Plant update and how to protect plants from hail (maybe)

It is very hit or miss growing tomatoes up here at 6300 feet. Some years I’ve done it, no problem, other years, nothing. I am determined to get a system in place that will give me great tomatoes every year! One of the things we deal with here is is a really short growing season. Like 3 months. Crazy.  Another thing we deal with is insane hail. Like golf ball sized hail. I’m not kidding. That kind of thing will wipe plants out.

So, this year I started the seeds indoors under grow lights. You’ve seen my setup in previous posts. I started them in late February. I kinda thought they’d get a lot bigger by the time I wanted toplant them, but they didn’t. In fact, they were super little till about 3 weeks ago then they got a good growth spurt. Someone early on told me they probably weren’t warm enough. Maybe next year I’ll heat their little growing shelf.

I finally planted them a couple weeks ago, in mid May. To be on the safe side, you’re not really supposed to plant them outside till the end of May but I guess I got lucky because we didn’t have a frost or any snow.

Since I wanted to plant so many, I decided to do it in 5 gallon buckets. They’re cheap, a fun orange color, and will hold two plants each (just small cherry tomato types). Plus they form a 5×5 grid which is perfect for fitting under my hail shelter.
Tomato seedlings, Colorado Springs

Tomato seedlings, Colorado Springs

Tomato seedlings, Colorado Springs

Tomato seedlings, Colorado Springs

I also made a shelter for the hail out of 5 foot pieces of PVC piping, some fittings, and some plastic.  We got some hail last week and the shelter came apart. I guess that’s no surprise since we only had the plastic fastened to the poles with duct tape. I went out and got some cheap clamps at Home Depot that I think will hold the plastic to the frame better.

DIY hail shelter

DIY hail shelter

Next week I’ll take some pictures of the whole thing and describe it some more. I want to wait until I can see if this thing actually works before I go bragging all about it.

I’ve noticed that the deck is decently sheltered from the hail. There are some trees above it and while the hail does hit the plants, it doesn’t hit them so hard because I guess the trees slow it down somewhat. I’m going to try to let them be and not cover them this year, so we’ll see how that works out. Also, the tree shelter also keeps a lot of light out. Of course during the winter the deck gets lots of sun, so last year I planted lots of sun things there, including tomatoes, and didn’t really notice that it wasn’t as sunny as it needed to be as the trees got leafy. This year I planted some shade stuff. I think I may still have some sun stuff out there, but it does get some sun, so we’ll see.

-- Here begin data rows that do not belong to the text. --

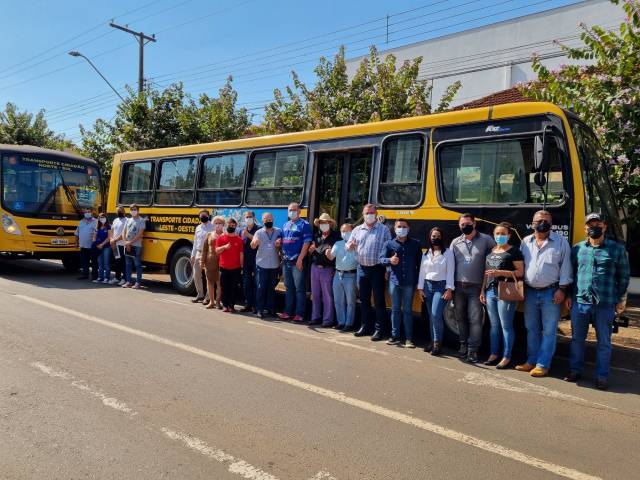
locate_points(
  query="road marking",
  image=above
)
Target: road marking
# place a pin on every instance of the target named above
(235, 466)
(82, 386)
(425, 425)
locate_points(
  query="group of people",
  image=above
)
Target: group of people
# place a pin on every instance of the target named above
(349, 263)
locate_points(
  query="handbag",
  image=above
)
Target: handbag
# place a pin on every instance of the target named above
(511, 291)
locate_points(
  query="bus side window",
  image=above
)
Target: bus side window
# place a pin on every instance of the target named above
(401, 179)
(222, 180)
(177, 178)
(276, 177)
(136, 183)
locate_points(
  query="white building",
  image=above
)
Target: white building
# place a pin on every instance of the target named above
(498, 56)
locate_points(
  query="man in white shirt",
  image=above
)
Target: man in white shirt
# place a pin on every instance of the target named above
(86, 228)
(117, 246)
(196, 255)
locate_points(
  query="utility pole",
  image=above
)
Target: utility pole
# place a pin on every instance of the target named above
(142, 41)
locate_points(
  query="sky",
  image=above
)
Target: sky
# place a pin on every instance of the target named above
(201, 42)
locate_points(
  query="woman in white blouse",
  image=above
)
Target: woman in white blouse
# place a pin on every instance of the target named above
(436, 285)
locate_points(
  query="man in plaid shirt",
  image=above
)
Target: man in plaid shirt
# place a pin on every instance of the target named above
(601, 273)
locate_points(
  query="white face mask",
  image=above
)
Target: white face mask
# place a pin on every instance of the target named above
(402, 232)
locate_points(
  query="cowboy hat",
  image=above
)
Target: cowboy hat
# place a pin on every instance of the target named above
(325, 218)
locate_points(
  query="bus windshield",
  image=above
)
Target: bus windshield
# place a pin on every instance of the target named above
(48, 185)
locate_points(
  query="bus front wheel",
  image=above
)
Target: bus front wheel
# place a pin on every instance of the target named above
(181, 271)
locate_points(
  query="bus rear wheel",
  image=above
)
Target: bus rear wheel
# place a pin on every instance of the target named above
(181, 271)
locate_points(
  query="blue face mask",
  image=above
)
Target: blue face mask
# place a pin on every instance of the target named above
(501, 239)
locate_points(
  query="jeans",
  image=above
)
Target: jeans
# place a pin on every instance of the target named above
(434, 306)
(541, 317)
(344, 298)
(371, 279)
(266, 281)
(135, 256)
(466, 302)
(602, 317)
(401, 305)
(322, 293)
(104, 263)
(249, 284)
(501, 315)
(295, 296)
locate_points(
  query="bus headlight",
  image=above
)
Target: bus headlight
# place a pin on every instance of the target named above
(10, 226)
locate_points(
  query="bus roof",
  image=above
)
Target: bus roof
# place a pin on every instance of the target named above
(448, 118)
(30, 149)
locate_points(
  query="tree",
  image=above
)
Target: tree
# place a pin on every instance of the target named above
(379, 90)
(24, 128)
(164, 118)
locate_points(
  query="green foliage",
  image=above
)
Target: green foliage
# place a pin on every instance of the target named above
(606, 95)
(24, 128)
(165, 118)
(378, 90)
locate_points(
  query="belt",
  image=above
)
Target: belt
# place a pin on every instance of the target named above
(553, 285)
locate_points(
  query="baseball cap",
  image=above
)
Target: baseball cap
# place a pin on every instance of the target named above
(593, 216)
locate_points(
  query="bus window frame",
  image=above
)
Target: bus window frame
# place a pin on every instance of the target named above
(248, 178)
(200, 172)
(154, 174)
(158, 174)
(425, 135)
(566, 172)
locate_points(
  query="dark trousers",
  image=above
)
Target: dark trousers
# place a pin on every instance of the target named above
(266, 281)
(89, 258)
(371, 279)
(230, 283)
(118, 263)
(249, 284)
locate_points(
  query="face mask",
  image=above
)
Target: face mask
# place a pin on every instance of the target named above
(543, 227)
(501, 239)
(402, 232)
(594, 232)
(467, 229)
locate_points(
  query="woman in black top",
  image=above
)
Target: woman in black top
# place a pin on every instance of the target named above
(501, 262)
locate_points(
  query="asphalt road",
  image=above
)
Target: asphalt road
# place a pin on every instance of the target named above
(103, 382)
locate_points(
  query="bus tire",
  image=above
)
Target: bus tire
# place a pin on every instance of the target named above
(71, 262)
(181, 271)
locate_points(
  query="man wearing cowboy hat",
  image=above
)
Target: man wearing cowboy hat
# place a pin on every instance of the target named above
(322, 271)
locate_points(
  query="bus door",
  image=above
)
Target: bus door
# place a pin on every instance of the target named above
(342, 181)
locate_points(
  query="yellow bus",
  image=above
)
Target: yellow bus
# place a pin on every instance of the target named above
(43, 195)
(499, 163)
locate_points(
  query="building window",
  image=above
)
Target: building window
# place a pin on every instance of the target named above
(222, 179)
(276, 177)
(402, 169)
(177, 178)
(136, 183)
(497, 172)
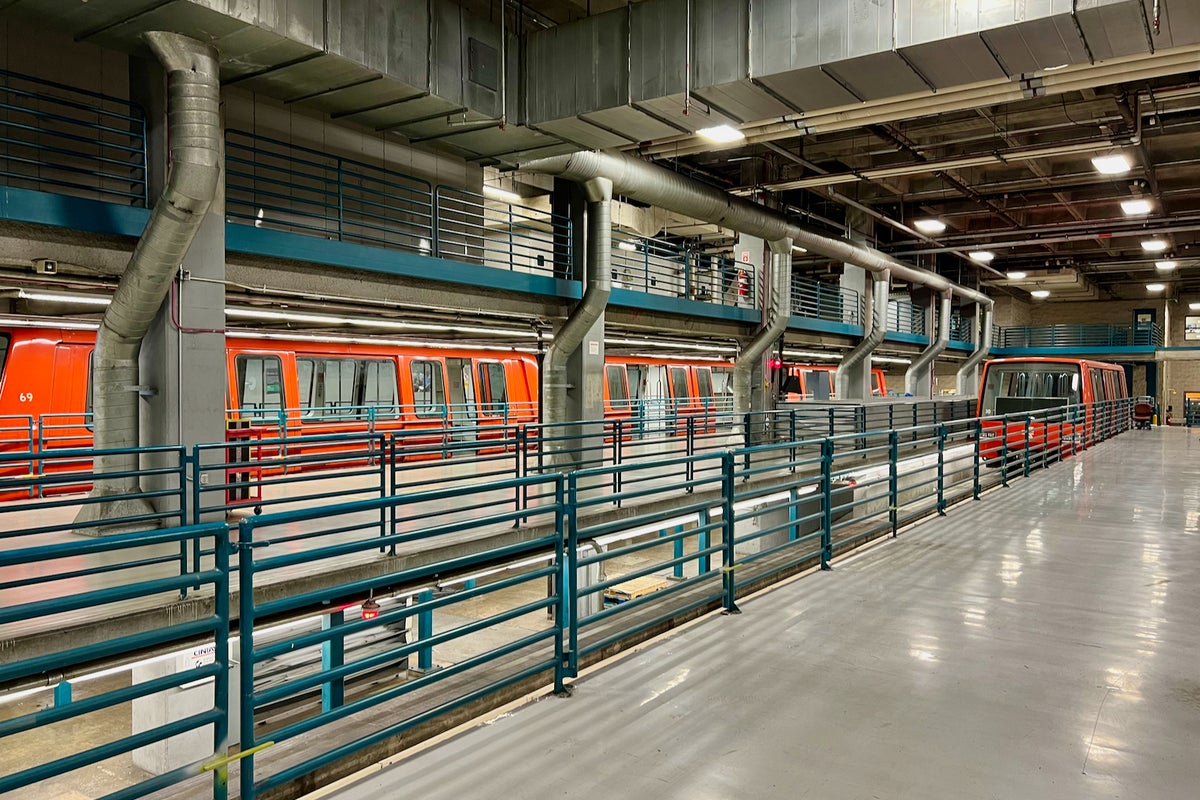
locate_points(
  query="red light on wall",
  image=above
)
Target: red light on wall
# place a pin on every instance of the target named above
(370, 608)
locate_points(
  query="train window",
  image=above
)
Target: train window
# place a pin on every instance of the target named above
(617, 391)
(636, 380)
(679, 383)
(379, 389)
(259, 386)
(429, 388)
(493, 388)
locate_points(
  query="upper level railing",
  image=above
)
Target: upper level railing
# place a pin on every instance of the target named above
(904, 317)
(820, 300)
(67, 140)
(671, 269)
(1068, 336)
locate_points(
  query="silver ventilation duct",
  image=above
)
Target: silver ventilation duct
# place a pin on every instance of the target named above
(967, 380)
(874, 337)
(778, 313)
(925, 360)
(193, 127)
(592, 305)
(661, 187)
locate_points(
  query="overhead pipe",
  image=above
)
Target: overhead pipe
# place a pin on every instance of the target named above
(591, 307)
(967, 382)
(652, 184)
(193, 128)
(874, 335)
(779, 311)
(927, 356)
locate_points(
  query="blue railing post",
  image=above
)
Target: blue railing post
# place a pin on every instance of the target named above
(333, 656)
(978, 434)
(727, 533)
(826, 503)
(941, 469)
(893, 479)
(569, 612)
(425, 631)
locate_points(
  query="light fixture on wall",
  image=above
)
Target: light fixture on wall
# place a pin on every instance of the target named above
(721, 134)
(497, 193)
(1111, 163)
(1137, 208)
(929, 226)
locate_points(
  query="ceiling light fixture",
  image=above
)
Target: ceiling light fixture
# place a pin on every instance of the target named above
(497, 193)
(1116, 163)
(721, 134)
(1137, 208)
(73, 299)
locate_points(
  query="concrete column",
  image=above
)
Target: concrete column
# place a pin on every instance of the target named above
(184, 354)
(859, 228)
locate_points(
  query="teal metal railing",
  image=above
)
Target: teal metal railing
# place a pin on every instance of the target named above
(397, 611)
(821, 300)
(66, 140)
(94, 705)
(904, 317)
(1068, 336)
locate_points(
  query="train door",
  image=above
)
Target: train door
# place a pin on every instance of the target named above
(463, 401)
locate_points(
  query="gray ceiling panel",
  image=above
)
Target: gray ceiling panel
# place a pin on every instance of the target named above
(1037, 44)
(954, 61)
(587, 134)
(879, 76)
(631, 124)
(1113, 28)
(743, 100)
(809, 89)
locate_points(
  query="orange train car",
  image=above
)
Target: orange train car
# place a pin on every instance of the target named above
(1087, 390)
(334, 388)
(804, 382)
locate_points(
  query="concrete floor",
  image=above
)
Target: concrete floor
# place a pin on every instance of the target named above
(1042, 647)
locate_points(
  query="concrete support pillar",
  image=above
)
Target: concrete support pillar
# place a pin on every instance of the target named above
(859, 228)
(183, 356)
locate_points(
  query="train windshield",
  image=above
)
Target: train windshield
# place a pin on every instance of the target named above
(1012, 388)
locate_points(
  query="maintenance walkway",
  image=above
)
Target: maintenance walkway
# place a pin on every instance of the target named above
(1039, 647)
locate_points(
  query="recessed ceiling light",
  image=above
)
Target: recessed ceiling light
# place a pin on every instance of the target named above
(1138, 208)
(721, 133)
(1111, 164)
(497, 193)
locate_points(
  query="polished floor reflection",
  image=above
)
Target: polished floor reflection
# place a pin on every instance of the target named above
(1044, 643)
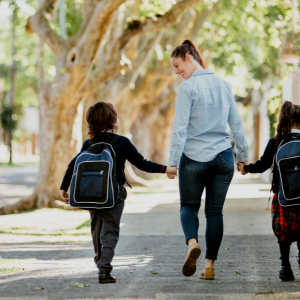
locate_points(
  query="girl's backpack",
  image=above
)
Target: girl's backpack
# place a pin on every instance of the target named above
(288, 164)
(94, 183)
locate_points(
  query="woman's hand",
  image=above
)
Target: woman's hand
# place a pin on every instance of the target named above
(241, 168)
(64, 196)
(171, 172)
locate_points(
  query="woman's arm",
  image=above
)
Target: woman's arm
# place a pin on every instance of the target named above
(69, 173)
(235, 124)
(265, 162)
(181, 121)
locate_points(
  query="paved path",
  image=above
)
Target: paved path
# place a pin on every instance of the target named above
(152, 241)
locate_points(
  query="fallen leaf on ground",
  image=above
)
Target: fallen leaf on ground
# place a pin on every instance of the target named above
(77, 284)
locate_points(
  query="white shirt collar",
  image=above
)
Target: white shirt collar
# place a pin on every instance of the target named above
(295, 130)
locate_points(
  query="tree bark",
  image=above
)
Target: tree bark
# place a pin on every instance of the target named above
(81, 70)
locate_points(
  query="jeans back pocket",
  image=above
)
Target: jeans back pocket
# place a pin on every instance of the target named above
(192, 165)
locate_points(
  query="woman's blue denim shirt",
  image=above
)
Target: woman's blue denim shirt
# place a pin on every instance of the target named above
(204, 106)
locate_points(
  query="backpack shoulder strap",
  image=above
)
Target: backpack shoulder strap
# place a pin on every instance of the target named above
(114, 138)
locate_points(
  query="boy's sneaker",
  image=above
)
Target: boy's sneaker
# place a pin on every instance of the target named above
(286, 274)
(106, 278)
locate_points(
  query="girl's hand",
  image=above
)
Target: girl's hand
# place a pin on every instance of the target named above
(64, 196)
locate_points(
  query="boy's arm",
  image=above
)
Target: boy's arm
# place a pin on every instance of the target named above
(265, 162)
(69, 173)
(135, 158)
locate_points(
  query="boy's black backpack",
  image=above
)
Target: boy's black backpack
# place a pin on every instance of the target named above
(287, 165)
(94, 183)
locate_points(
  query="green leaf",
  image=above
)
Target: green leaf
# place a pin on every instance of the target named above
(77, 284)
(154, 273)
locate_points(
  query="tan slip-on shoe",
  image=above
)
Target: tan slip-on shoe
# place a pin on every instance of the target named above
(207, 274)
(189, 265)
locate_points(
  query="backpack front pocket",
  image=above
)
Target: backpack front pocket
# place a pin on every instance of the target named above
(291, 183)
(91, 184)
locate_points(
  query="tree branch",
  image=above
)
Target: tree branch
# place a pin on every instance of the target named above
(157, 23)
(115, 88)
(88, 9)
(113, 67)
(84, 53)
(39, 23)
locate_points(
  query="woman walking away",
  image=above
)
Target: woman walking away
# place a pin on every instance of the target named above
(285, 216)
(201, 142)
(103, 123)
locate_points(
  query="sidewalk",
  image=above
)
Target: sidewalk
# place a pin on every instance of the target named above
(150, 253)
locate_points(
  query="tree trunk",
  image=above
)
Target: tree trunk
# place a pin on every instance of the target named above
(84, 63)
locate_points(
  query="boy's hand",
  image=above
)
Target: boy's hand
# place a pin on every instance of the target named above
(240, 165)
(243, 170)
(64, 196)
(171, 172)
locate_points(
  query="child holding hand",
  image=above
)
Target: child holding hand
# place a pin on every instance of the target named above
(285, 219)
(103, 124)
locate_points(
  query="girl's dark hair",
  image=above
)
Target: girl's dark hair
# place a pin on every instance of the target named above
(289, 115)
(188, 47)
(100, 118)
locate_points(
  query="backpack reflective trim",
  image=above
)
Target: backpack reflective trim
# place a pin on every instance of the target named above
(94, 184)
(288, 162)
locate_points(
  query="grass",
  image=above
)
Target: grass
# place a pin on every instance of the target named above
(12, 266)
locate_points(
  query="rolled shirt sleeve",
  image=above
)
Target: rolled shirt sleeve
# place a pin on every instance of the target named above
(181, 121)
(236, 127)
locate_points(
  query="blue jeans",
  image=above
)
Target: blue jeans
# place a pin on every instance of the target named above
(215, 176)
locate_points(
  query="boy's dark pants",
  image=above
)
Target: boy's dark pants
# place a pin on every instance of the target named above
(105, 228)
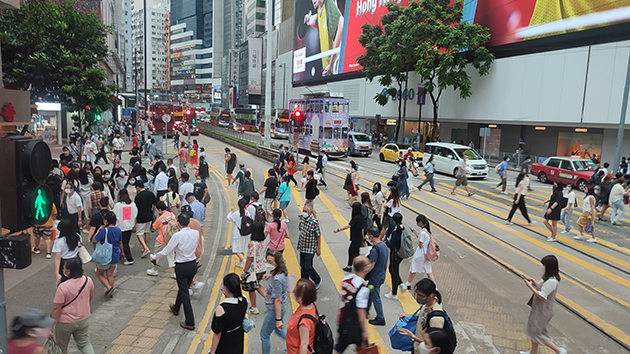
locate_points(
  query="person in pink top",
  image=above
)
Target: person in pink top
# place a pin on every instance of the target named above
(72, 308)
(277, 231)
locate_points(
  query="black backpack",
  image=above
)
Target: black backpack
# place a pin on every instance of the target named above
(324, 341)
(448, 327)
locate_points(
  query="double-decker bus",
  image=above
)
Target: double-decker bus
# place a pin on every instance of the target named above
(325, 125)
(247, 117)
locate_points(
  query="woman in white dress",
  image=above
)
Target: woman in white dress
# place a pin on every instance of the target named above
(239, 242)
(419, 263)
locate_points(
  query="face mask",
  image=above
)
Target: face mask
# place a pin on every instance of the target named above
(424, 349)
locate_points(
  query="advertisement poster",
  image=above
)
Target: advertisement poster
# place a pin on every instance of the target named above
(327, 31)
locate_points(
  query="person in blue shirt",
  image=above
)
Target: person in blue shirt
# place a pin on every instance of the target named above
(428, 172)
(503, 175)
(111, 234)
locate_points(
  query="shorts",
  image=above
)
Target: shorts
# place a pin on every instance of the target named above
(143, 227)
(169, 257)
(42, 231)
(461, 181)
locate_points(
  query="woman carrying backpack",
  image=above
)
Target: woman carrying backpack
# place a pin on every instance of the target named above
(394, 258)
(419, 262)
(357, 232)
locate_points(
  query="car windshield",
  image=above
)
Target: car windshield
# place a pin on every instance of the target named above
(470, 153)
(361, 137)
(584, 165)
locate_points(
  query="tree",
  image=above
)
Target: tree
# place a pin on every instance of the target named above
(430, 37)
(55, 51)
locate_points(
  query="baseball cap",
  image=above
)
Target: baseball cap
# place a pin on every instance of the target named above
(34, 318)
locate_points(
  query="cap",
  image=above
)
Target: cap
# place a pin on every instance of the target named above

I don’t know how the deck got so cluttered and messed up during the winter. It’s not like we spent a lot of time out there.

Messy deck with new baby seedlings waiting to be placed

Messy deck with new baby seedlings waiting to be placed

It took all day but we managed to organize the deck and make it kinda cute. it should look nice when things grow in.

Is the deck too shady? We'll see.
Is the deck too shady? We’ll see.
Cat garden

Cat garden

Sunny spot on the deck

Sunny spot on the deck

Sunflowers in a sunny spot on the deck

Sunflowers in a sunny spot on the deck

The mixed window box did really well inside under the lights

The mixed window box did really well inside under the lights

A bucket full of shade tolerant wildflowers.

A bucket full of shade tolerant wildflowers.

So, we’ll see how everything does out here!